Kekerasan Hak Asasi Manusia Melalui Genosida Dan Ethnosida Di Papua

Kejahatan berupa kekerasan dimuka bumi ini memiliki berbagai latar belankang keserakahan. Keinginan buat menguasai sesuatu daerah atau kelompok dengan tujuan menjadi pemimpin manjadi hal mendasar untuk bisa menguasai suatu daerah masyarakat sehingga hal ini menjamin kelangsungan kebijakan satu pemimpin mempunyai kekuasaan yang baik dan mulus. Dalam perpolitik memang paling banyak digunakan dalam menunjang tujuan kekuasaan dan keserakahan telah membutakan mata hati manusia tersebut. Dalam melihat kekerasan dan keserakahan manusia kejahatan genosida yang berlandasan perpolitikan melalui pelanggaran HAM di papua.

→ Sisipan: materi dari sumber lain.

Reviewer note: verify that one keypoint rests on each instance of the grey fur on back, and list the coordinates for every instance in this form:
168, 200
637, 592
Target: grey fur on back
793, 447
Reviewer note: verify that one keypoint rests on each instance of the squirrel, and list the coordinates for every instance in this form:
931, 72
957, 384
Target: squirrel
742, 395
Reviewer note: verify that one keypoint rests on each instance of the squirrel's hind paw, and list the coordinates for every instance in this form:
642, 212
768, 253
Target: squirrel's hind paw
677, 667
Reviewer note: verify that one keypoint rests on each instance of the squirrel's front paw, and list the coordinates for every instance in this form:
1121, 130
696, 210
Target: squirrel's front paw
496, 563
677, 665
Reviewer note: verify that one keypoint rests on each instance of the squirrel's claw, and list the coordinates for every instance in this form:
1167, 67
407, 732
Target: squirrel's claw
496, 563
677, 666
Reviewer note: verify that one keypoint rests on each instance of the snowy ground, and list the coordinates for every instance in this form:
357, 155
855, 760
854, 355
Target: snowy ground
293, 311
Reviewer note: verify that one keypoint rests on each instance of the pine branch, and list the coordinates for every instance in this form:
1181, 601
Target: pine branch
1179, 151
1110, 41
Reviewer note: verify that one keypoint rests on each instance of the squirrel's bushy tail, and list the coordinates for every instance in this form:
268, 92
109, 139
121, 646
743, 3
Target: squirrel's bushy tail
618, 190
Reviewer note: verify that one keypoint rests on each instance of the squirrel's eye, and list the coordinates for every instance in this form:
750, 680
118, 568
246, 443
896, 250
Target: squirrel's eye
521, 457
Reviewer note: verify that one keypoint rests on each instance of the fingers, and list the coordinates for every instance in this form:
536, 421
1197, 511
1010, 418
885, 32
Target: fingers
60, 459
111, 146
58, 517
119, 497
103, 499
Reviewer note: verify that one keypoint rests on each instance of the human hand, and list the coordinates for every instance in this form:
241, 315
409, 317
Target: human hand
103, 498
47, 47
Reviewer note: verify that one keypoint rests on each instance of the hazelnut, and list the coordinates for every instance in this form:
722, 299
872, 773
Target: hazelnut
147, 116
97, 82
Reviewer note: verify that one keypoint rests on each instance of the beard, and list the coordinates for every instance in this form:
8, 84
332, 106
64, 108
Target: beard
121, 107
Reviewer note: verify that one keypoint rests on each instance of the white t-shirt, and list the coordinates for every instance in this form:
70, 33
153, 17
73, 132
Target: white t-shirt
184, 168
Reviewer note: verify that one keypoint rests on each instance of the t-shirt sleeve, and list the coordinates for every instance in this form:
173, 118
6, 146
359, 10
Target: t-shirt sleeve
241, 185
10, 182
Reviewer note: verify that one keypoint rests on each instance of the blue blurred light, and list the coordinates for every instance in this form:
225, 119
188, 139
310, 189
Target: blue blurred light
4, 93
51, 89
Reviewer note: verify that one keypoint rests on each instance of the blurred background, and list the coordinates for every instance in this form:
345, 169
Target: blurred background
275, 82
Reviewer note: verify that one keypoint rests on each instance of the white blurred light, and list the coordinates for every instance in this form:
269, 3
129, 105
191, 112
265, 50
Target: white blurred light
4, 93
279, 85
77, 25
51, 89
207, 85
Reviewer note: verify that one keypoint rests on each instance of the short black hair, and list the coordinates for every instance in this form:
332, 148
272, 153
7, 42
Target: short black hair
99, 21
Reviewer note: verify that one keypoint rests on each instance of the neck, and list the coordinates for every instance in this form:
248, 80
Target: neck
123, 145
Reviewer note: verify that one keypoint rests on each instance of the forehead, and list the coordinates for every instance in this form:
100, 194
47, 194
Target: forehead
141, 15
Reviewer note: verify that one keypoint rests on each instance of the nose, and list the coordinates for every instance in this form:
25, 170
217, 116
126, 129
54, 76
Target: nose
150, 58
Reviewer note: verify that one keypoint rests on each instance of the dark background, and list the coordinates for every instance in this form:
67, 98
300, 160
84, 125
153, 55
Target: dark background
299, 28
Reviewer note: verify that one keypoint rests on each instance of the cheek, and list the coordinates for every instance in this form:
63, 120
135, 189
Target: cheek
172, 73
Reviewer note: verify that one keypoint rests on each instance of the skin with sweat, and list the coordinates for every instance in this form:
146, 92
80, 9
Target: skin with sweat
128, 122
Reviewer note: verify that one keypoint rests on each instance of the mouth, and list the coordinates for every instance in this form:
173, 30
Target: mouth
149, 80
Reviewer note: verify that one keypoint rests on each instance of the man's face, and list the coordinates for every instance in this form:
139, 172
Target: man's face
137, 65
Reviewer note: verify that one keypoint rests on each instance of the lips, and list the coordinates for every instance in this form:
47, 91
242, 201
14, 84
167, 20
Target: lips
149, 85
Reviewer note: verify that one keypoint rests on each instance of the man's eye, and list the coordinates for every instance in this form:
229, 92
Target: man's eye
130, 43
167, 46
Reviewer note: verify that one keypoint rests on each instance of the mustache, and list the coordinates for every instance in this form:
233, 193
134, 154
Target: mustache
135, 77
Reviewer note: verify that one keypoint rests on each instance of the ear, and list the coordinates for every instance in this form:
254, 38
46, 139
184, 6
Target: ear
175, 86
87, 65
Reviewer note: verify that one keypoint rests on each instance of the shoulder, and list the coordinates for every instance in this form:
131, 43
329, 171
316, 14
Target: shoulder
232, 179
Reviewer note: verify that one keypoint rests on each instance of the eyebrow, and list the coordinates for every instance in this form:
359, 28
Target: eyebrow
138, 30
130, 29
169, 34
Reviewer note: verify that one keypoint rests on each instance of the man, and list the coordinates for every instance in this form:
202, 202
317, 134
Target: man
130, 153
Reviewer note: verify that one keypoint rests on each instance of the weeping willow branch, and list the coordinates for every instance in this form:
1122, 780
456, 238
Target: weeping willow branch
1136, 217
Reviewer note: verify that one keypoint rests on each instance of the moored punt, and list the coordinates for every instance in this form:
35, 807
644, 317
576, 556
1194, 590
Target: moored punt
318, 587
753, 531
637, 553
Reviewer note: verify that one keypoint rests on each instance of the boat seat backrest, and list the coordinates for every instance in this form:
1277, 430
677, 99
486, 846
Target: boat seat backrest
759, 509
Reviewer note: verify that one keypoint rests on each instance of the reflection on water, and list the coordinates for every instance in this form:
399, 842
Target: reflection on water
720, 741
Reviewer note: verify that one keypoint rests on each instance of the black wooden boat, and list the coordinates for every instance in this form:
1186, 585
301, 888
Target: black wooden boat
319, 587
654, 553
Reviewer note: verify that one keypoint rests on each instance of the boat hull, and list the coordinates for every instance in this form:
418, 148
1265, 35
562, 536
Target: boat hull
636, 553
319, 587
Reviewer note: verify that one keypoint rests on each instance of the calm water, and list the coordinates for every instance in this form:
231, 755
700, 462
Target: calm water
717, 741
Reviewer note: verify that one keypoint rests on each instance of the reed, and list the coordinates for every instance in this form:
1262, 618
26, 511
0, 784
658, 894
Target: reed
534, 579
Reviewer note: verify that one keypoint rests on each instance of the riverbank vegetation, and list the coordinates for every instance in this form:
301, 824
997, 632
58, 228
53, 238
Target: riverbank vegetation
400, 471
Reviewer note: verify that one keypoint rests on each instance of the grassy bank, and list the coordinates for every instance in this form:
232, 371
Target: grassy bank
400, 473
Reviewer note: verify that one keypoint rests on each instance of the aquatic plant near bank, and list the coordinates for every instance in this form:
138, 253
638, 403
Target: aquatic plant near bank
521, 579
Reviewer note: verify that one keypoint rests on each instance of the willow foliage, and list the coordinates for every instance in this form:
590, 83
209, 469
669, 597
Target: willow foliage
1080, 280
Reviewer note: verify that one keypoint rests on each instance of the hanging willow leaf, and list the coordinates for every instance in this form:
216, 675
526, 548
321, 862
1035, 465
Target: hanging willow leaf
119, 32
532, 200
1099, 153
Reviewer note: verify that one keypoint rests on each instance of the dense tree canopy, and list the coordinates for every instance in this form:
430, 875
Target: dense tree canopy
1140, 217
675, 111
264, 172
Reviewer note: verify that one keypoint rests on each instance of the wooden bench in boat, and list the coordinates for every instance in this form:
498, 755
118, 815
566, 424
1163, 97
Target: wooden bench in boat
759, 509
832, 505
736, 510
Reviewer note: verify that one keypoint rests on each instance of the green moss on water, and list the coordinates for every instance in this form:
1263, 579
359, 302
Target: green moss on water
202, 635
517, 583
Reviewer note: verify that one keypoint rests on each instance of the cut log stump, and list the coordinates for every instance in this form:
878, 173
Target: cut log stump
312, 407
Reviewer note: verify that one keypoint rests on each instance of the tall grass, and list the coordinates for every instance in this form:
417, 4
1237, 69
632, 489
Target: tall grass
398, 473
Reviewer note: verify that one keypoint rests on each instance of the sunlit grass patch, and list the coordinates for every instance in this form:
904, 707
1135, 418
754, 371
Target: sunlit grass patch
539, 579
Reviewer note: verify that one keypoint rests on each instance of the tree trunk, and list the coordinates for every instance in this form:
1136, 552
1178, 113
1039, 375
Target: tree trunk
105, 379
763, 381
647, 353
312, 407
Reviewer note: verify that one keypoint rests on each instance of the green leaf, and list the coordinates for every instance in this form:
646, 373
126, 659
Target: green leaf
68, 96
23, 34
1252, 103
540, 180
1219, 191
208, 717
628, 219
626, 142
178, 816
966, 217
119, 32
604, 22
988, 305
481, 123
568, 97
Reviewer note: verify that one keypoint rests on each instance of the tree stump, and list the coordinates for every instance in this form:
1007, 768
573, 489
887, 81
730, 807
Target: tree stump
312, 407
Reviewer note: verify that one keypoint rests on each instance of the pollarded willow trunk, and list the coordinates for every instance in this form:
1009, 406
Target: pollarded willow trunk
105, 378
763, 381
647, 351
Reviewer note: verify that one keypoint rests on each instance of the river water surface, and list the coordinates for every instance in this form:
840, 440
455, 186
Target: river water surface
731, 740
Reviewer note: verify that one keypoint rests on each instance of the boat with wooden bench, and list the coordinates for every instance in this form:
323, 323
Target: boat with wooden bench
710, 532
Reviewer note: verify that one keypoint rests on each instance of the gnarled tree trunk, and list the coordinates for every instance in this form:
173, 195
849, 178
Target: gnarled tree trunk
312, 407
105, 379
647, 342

Konflik papua, indonesia terus menelan warga sipil, tentara anggota kelompok perlawanan. Kekerasan yang melanggar hak-hak asasi manusia berlangsung dari pembunuhan di luar hukum dan intimidasi terhadap wartawan untuk diskriminasi dalam perawatan kesehatan, pendidikan, dan akses terhadap peluang ekonomi. Dalam konteks ini lebih banyak terjadi di daerah pegunungan di wilayah papua yang menggambarakan keberadaan kekerasan lebih nyata di papua. Solusi bagi penduduk asli papua dan kepentingan nasional indonesia sejauh ini tetap di luar jangkauan. Pemberontakan pada saat pemilihan di papua tahun 1977 di turunkan di daerah papua (wamena). Menyebabkan kerusakan lebih lanjud dalam hubungan papua-indonesia yang jatuh terpisah pada waktu itu. Operasi tersebut menimbulkan pembunuhan massal, serta kekerasan terhadap warga sipil, cerita- cerita korban meningkatkan sehingga kekejaman tidak terkatakan termaksud pemerkosaan, penyiksaan dan eksekusi massal. Estimasi jumblah orang yang tewas berkisar antara 5.000 hingga puluhan ribu. Hal ini menyatakan bahwa kekerasan yang meningkat di papua menjadi masalah berkepanjangan, dengan adanya kekerasan secara struktural populasi kematian dan tindakan yang melanggar hukum dan hak-hak asasi manusia masih sangat marak di papua. Papua saat ini di penuhi oleh orang papua yang mengalami revolusi dari meningkatnya jumblah transmigran dari berbagai pulau lain di indonesia. Dengan melihat hal tersebut inisiatif perdamaian papua (Jaringan damai papua JDP) merangkul dan membawah semua kepentingan di papua dan orang-orang jakarta bersama-sama untuk berdialog damai membahas masa depan yang papua merupakan inisiatif penting untuk mendamikan papua.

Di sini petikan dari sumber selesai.